09/04/2024
Being His Peace:
If a woman makes adding peace and comfort to her man's life a sustained priority, I guarantee you that woman's probability of divorce or abandonment is extremely low. It's not impossible or unheard of, because some foolish and ungrateful men don't know how to appreciate a good thing - but on balance of probability, this is the difference between a woman who stays married 40 years and a woman who can't even manage to stay married for 4.
I am not exaggerating when I say this. I've seen it first hand, plenty of times. Women who don't need to win all the time stay married, whereas women who always need to win do not. In the long run modesty triumphs, and arrogance fails. And a woman with the wisdom to realise this and the restraint to practice it is a marriage quality woman. A quarrelsome woman that doesn't try to keep the peace and doesn't mind upsetting, annoying or angering her man "so she can have her say" is a divorce waiting to happen. Eventually he'll get fed up with her no matter how beautiful she is, and he's going to be out of there purely so he can regain some peace and sanity - concepts he will come to strongly and distinctly associate with distance from her.

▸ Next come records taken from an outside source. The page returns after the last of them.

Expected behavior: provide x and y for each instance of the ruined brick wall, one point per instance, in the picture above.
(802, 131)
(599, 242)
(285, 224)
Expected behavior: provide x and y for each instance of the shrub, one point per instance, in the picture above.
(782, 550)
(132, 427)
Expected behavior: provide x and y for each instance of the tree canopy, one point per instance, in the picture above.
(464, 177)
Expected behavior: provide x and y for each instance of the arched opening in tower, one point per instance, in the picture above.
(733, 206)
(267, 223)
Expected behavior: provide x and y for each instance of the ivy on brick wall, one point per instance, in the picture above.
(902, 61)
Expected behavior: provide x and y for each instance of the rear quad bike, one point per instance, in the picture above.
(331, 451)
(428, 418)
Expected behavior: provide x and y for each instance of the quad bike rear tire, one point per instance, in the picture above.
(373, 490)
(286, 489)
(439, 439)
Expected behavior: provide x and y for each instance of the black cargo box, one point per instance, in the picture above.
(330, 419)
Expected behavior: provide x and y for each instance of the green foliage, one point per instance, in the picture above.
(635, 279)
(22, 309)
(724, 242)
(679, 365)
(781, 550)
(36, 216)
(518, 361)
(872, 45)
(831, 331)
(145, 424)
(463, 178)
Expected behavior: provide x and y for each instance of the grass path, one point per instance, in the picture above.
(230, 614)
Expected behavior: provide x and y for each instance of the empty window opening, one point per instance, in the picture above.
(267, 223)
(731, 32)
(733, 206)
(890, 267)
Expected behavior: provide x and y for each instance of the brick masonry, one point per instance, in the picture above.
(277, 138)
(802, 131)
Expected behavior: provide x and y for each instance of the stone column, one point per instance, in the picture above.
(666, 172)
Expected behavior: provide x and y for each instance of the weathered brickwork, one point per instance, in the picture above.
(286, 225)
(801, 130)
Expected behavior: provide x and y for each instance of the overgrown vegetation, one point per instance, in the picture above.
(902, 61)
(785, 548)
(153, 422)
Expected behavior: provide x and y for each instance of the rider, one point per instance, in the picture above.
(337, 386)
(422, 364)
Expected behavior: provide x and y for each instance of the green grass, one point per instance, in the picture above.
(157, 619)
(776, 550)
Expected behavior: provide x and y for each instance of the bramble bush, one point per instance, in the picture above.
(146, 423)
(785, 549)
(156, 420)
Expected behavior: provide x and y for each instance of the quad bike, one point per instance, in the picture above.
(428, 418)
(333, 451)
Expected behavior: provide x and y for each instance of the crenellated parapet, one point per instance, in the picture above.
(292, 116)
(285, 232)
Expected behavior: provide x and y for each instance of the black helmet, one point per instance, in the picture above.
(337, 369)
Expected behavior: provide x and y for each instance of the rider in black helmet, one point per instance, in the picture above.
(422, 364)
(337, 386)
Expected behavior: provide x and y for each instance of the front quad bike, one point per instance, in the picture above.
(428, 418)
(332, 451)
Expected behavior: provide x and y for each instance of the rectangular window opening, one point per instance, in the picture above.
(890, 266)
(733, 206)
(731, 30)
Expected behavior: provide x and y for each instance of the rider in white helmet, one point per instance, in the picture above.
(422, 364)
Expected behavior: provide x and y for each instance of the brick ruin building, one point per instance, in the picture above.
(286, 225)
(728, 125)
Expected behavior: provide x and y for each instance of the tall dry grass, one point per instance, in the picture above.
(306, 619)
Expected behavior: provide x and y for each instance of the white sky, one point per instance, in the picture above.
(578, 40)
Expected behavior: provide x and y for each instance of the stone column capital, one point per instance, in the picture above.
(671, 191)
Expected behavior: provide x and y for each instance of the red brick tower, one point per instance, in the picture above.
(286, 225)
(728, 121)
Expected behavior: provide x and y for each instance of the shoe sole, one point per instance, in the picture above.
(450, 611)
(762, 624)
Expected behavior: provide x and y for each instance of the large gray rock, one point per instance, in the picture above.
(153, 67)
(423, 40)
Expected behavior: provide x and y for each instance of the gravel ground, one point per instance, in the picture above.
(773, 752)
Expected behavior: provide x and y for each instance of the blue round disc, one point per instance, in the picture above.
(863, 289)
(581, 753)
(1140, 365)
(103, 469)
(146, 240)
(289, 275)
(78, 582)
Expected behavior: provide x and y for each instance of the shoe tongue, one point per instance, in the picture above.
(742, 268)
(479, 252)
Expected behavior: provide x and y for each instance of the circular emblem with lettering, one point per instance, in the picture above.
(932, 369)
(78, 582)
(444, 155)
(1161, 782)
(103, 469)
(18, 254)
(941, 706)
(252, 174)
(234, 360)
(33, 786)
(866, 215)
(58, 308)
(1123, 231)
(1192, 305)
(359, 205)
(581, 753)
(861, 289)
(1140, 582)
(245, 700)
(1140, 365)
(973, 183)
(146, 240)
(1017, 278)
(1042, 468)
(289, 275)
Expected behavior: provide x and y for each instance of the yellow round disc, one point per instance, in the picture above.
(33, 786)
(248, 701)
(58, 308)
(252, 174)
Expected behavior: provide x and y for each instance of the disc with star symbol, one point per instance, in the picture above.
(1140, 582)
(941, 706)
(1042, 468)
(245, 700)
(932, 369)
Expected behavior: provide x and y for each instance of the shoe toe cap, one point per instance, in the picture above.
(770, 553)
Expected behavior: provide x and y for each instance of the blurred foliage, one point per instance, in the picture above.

Many modern women are sadly toxic drama seekers that try to get their needs met through negative means and thus generate unnecessary stress, but then wonder why they're single when all they do is make the man's life harder without also trying to make it more wholesome, and I think much of this is rather unfortunately driven by distrust and insecurity - things which run rampant amongst women, irrespective of whether you try to create the safety she needs through discipline (boundaries), comfort (trust) or a mixture of the two (what you should be doing).
The correct answer to the rather cringey question "what do you bring to the table?" for a woman is "the peace and comfort of my feminine warmth from which you can take temporary refuge from this wicked world - I'd like to give that to you - if you'd let me." or something along these lines.
Of course most women will never come up with something as elegant or charming as this, because they never actually think about what they can do for men, but only what men can do for them. And that makes sense when they have been taught by a sabotaging feminist culture to view men as the enemy.
Most women can be cute, but generally lack any intentional or directed charm outside of their childishness. Basically, most women have no game, and aside being conspicuously sexual, have no means aside from this of seducing a man. In fact, on the contrary, most women are actively uncharismatic, reliant solely on their physicality for male attention because they are inelegant in temperament. And that's a sad indictment of the times we find ourselves in, because warm and graceful positive femininity is a very powerful thing that a lot of men would give a lot to be around.